Being Memorial Day..., and I have been posting stories that involve my Dad..., I thought it fitting that I post his obituary from last year here.
Alexander R. Spence, 79, Weippe
Born: Aug. 23, 1929
Died: Aug. 07, 2009
The spoken phrase, “Hello, I'm That Good Lookin' Al Spence,” will be spoken never again by the man who coined and used it throughout most of his life. Al has passed on to be with his beloved wife Wanda in the hereafter. The one and only time he ever referred to himself as something other than “young and good lookin' “ was when he described himself as “…an old, homely, older-than-dirt husband… “ when he wrote Wanda's obituary in November 2006. It was a true measure of the depth of the loss he felt.
Al was born in Ellensburg, Wash., to Alexander Spence and Ethel Vanderkar Spence, both deceased. The family, including sisters Ethel Pollillo of Kennewick and Mary Ann Chapman of Weippe, and half-sisters Ione Jones Layman, deceased, and Elna Jones Marner, deceased, moved to Weippe shortly thereafter and Al spent most of his life there.
While still in his teenage years, Al took a job horse packing for Steve Russell at the Lochsa Lodge near the Idaho-Montana border and Lolo Pass.
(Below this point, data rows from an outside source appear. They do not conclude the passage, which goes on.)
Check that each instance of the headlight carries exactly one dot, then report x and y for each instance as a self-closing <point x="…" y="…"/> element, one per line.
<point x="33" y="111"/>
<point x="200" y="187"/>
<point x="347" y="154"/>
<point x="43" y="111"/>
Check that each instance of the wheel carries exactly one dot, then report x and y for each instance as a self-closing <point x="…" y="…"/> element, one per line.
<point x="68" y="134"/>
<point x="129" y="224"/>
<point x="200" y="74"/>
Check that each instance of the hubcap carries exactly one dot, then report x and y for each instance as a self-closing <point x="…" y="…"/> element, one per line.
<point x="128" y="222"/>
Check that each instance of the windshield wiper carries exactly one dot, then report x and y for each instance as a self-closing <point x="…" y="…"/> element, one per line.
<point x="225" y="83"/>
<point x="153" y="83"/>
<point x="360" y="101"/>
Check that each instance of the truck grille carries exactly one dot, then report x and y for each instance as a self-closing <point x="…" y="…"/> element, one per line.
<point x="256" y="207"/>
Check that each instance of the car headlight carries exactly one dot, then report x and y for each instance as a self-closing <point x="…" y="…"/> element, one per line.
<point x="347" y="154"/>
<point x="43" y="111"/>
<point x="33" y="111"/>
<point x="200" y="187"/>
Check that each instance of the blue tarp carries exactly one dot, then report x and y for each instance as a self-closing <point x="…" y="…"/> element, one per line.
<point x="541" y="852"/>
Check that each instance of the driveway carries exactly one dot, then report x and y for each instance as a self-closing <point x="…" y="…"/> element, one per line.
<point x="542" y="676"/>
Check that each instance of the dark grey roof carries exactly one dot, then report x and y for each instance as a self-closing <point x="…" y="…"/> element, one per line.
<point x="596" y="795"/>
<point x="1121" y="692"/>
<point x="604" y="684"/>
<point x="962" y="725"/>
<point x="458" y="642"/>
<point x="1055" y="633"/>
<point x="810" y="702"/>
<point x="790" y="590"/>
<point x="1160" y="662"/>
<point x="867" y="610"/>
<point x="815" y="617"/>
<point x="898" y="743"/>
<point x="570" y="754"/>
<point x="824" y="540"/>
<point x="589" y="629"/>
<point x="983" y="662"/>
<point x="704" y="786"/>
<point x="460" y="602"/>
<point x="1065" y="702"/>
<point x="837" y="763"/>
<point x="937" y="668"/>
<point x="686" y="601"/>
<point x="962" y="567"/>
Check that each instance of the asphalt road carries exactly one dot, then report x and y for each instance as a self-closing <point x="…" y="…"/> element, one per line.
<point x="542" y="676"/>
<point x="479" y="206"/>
The experience was one of his fondest memories and he reminisced about them on a recent road trip to that location with his two sons, Scott R. of Forks, Wash., and Larry of Weippe.
Al was drafted into the Army in 1950 and served in California and Germany. Before being deployed overseas, he married Wanda Kautz, on July 7, 1951, in San Luis Obispo, Calif. Their marriage lasted a life-time and Al was at her bedside when she passed away.
When he returned to Weippe he worked for Potlatch as a cat skinner, and participated in the Clearwater Log Drive featured in the July 1951 issue of the National Geographic magazine. In the later 1950s, he bought his own dozer and became a contract logger. He continued to build his logging operation until the call of the north took him to Alaska and the pipeline project in the 1970s. When he returned to Weippe he sold the logging operation, bought a small ranch, and became the cowboy he always wanted to be. He ran his cattle-raising operation until an auto accident in the early 1990s. The injuries slowed him down physically and he could not continue the practice.
Al leaves three grandchildren, Keith Spence of Lewiston, A.J. Spence of Lewiston and Bert Spence of Weippe; two adopted grandchildren, Brianne Page of Sandpoint, Idaho, and Stacy Petty of Fort Hood, Texas; and three great-grandchildren.
Al will be cremated and no services are planned. Surviving family members ask only that he be always remembered as, “That Good Lookin' Al Spence”.